Before a therapeutic gene can be inserted into a patient, the gene’s viral genetic material is removed and replaced with the therapeutic gene. The altered virus is then injected into a specific part of the brain where it deposits its genetic material. Once in the brain, it infects the target cells and releases its gene (Aminoff, 2010).

In Parkinson’s disease, which is related to the deficiency of dopamine and treated with an oral medication, injecting a gene into a discrete area of the brain may allow the cells in that area to produce more of the missing neurotransmitter. Gene therapy has two advantages over oral medications:

  1. It reduces side effects associated with dopamine replacement, which when taken orally stimulates dopamine receptors all over the brain, leading to unwanted side effects.
  2. It has the potential to provide a steady supply of the missing neurotransmitter, an improvement over an oral tablet, whose levels increase when the medication is taken and then decrease as the medication wears off (Aminoff, 2010).
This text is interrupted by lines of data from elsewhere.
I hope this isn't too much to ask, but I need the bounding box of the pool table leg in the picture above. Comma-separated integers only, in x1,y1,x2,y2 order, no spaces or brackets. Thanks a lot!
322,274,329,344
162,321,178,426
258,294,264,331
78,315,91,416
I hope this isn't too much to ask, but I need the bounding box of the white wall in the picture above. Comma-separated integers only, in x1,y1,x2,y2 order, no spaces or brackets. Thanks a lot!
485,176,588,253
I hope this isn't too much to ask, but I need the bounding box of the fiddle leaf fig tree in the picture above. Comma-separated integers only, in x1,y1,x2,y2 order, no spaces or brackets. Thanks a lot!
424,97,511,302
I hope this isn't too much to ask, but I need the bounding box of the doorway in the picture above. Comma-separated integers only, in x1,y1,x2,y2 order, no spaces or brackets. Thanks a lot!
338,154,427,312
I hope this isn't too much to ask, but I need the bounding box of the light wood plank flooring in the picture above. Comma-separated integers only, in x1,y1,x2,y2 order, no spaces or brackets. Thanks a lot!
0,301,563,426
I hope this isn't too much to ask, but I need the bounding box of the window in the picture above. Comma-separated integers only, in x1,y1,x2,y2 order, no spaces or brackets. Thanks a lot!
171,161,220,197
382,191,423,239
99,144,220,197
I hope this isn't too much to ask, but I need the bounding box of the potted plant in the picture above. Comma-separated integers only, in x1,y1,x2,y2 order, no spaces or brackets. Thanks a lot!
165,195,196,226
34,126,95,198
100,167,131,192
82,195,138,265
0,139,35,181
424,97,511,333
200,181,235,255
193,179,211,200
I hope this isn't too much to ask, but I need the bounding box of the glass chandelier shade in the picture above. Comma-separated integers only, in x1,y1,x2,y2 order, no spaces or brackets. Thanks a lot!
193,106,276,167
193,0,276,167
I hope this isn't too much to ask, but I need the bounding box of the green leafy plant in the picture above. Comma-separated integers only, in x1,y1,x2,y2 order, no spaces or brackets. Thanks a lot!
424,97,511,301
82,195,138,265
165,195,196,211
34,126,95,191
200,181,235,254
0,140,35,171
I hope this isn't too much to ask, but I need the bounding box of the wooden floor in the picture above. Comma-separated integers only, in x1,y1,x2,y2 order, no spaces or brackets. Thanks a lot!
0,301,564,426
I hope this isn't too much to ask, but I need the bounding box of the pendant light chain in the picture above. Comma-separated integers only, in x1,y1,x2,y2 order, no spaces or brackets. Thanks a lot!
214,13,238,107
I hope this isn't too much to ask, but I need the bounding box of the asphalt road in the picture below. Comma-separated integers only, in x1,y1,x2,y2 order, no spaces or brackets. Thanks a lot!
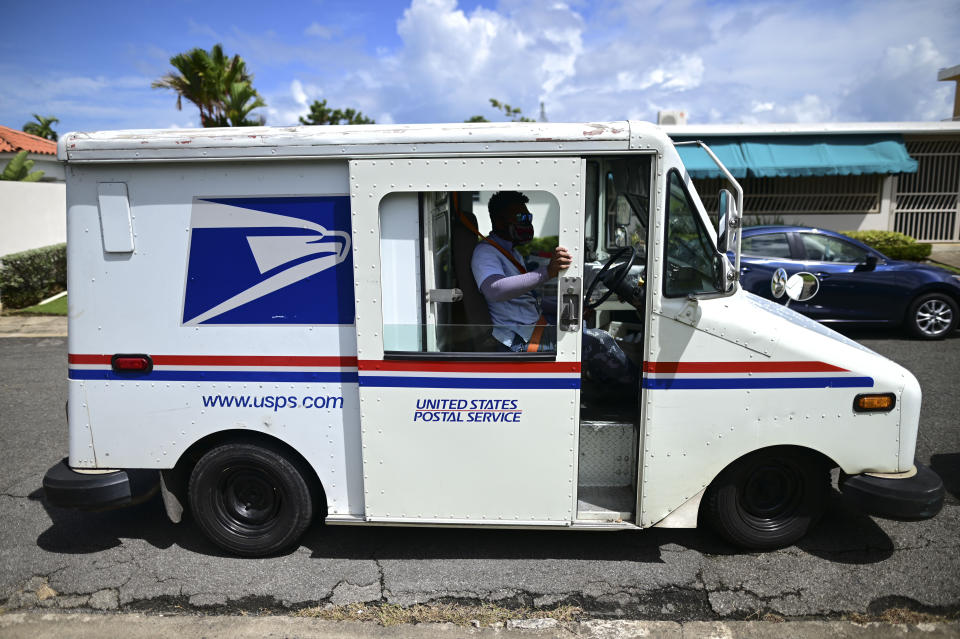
0,332,960,621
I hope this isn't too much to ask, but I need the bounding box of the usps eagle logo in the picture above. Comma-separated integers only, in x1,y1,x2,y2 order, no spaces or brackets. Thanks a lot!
183,195,354,326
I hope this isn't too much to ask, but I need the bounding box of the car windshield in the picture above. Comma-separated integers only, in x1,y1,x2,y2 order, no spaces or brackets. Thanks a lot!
800,233,867,264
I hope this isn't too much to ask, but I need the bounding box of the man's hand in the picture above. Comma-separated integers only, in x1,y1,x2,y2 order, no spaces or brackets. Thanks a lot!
547,246,573,279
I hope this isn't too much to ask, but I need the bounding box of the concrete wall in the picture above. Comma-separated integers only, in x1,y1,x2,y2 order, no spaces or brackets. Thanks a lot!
0,181,67,256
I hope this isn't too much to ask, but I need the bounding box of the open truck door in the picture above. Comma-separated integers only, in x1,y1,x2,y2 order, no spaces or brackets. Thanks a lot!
350,158,583,526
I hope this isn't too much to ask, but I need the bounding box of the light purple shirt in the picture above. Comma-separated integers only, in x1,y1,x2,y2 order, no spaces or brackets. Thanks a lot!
470,234,547,346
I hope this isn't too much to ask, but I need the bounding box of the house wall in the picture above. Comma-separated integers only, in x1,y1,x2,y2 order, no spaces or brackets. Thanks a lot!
0,181,67,256
0,151,66,182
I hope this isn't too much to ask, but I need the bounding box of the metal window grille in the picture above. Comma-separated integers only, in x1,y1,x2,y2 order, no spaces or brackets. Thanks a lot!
695,175,883,221
893,137,960,242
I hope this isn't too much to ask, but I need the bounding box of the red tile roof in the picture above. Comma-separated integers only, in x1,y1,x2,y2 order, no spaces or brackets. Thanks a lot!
0,126,57,155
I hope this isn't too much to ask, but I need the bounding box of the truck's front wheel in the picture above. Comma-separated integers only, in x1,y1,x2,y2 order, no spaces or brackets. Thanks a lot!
189,443,313,557
704,448,829,550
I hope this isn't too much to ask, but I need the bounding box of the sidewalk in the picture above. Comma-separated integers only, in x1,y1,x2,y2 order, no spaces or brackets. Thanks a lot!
0,315,67,338
0,613,960,639
930,244,960,268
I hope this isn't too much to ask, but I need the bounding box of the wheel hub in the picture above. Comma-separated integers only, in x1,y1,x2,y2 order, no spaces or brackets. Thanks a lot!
220,469,280,528
917,299,953,335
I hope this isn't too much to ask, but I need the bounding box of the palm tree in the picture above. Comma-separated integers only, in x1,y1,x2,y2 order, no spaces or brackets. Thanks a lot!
150,44,267,127
23,113,60,142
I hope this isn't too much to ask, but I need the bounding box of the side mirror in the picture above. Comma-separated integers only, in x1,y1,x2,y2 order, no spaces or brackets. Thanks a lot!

Surgical Insertion of Inhibitory Neurotransmitters

In PD, it has been long observed that the subthalamic nucleus—the part of the brain targeted by deep brain stimulation, is overactive. This has become the focus of a gene therapy study at the University of California at San Francisco (UCSF), in which an inhibitory neurotransmitter is surgically inserted into the subthalamic nucleus to calm the activity in that area of the brain. This UCSF gene study was first done in experimental animals and then in a small group of PD patients in a phase 1 trial (safety study). Results were encouraging and participants showed significant improvement, which was maintained for a year. Although it appeared the treatment had helped, critics claimed that the improvement was due to a placebo effect. The study did, however, show that gene therapy was feasible and safe (Aminoff, 2010).
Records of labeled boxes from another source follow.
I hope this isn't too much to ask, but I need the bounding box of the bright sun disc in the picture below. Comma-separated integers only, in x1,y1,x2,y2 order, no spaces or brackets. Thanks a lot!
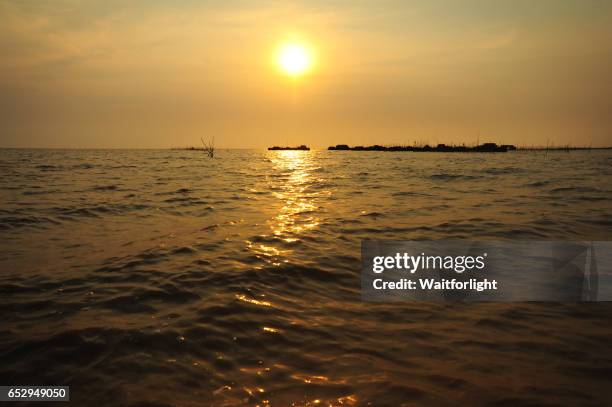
277,44,312,76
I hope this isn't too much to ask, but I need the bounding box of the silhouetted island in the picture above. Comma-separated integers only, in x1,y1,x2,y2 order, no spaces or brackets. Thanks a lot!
328,143,516,153
268,144,310,151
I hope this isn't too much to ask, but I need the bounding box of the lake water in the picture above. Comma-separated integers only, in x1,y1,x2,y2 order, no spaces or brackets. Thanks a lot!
0,150,612,406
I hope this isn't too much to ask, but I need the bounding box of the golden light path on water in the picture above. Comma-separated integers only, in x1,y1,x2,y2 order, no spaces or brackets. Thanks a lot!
247,150,326,266
244,150,357,407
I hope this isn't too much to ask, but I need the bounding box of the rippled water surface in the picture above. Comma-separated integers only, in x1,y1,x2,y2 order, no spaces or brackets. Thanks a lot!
0,150,612,406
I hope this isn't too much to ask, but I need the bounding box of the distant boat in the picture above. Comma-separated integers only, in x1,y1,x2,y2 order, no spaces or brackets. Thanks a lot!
268,144,310,151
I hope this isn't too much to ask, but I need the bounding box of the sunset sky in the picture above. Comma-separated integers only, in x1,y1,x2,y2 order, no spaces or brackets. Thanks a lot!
0,0,612,148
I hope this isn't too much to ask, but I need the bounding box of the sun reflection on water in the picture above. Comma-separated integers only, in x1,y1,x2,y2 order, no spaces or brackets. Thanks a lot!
270,151,320,239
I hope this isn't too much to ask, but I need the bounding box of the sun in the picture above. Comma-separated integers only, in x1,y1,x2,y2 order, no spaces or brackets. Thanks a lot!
276,43,313,77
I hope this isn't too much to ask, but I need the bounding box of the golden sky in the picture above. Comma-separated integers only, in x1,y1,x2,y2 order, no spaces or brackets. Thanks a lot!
0,0,612,148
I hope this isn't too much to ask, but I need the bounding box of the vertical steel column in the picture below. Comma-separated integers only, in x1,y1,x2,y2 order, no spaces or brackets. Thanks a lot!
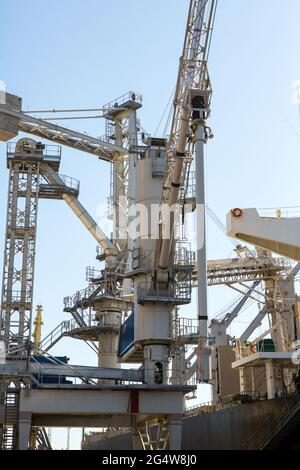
195,123,210,382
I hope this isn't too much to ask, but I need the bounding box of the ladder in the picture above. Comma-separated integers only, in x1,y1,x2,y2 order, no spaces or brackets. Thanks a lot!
138,420,169,450
2,388,20,450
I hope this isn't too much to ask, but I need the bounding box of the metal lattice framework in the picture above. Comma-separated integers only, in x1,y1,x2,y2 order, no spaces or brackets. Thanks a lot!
164,0,217,206
1,159,39,347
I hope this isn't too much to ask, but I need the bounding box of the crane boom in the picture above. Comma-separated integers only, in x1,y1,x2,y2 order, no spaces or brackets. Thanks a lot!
158,0,217,270
0,104,128,162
AADC Enzyme: Converting Levodopa to Dopamine

Other gene therapy trials have focused on an enzyme that converts levodopa to dopamine. Researchers have known that the effectiveness of dopamine-replacement diminishes after several years—not because the medication no longer works but because the substantia nigra is slowly losing its ability to make the enzyme that converts levodopa to dopamine. In a gene therapy study at UCSF (the second gene therapy study ever done for patients with Parkinson’s disease), researchers focused on an enzyme called aromatic acid decarboxylase (AADC), an enzyme that converts levodopa to dopamine.
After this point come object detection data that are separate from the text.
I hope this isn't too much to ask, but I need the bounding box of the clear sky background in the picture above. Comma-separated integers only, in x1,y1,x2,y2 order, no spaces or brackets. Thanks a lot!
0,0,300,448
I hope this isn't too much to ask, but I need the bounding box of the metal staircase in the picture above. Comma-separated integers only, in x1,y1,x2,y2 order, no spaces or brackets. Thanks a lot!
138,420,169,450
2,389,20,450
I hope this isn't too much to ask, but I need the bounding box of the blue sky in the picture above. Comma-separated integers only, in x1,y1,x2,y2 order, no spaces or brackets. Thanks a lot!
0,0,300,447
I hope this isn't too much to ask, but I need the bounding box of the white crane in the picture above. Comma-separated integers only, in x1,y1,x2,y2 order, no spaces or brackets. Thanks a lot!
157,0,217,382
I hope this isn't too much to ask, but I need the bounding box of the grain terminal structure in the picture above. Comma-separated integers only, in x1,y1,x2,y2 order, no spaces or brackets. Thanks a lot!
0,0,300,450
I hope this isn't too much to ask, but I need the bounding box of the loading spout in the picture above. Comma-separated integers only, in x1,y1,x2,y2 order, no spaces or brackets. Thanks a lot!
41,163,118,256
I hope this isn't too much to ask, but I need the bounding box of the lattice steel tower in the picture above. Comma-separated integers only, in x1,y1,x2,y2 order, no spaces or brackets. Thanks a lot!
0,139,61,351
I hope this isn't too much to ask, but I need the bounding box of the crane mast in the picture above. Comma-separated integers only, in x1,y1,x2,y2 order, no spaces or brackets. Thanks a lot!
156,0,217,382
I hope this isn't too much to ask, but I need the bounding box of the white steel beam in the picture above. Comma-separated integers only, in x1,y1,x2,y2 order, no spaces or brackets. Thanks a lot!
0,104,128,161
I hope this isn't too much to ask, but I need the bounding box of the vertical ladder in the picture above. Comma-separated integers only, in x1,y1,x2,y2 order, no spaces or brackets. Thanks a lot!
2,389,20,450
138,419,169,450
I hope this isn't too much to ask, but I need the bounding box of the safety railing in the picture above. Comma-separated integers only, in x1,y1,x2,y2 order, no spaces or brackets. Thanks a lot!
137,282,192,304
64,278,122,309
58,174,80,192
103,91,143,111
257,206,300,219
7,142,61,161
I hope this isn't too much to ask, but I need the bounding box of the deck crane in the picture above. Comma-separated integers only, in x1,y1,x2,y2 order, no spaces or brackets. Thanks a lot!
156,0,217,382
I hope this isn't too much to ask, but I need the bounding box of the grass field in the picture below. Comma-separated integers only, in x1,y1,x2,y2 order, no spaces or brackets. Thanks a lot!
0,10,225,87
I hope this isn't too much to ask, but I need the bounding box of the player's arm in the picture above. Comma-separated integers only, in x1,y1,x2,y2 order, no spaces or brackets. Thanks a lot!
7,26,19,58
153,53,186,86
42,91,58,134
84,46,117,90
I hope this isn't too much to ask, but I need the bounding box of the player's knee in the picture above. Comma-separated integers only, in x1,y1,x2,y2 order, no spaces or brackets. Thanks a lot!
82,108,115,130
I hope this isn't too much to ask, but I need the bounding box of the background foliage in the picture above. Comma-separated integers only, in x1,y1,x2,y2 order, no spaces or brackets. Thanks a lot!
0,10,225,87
This AADC study sought to restore the brain’s ability to convert levodopa to dopamine by inserting a gene containing the AADC enzyme into a virus, then injecting the virus into the brain of study participants. This was done in 10 patients with fairly severe PD who were good candidates for deep brain stimulation but elected instead to participate in the AADC clinical trial. Researchers used various scales to measure response to treatment, including the United Parkinson’s Disease Rating Scale (UPDRS), which showed approximately 30% improvement at 6 months. There was also an improvement in medication fluctuations—improved “on” times and reduced “off” times. Enzyme activity also appeared to increase (Aminoff, 2010).

Neurturin Gene Therapy

A third gene therapy technique using neurturin hopes to “rescue” sick dopaminergic nerve cells by injecting a growth/trophic factor. The goal is to help damaged nerve cells repair themselves. In this gene therapy study, the viral genes were removed and the genes to make neurturin were inserted. The altered virus was then injected into the brains of study participants. The phase 1 study involved 12 patients who were followed for 1 year. Over the course of a year their UPDRS showed significant improvement. Although the phase 1 trial seemed to improve the patient’s symptoms, researchers were unable to replicate the positive results in a larger, phase 2 study (Aminoff, 2010).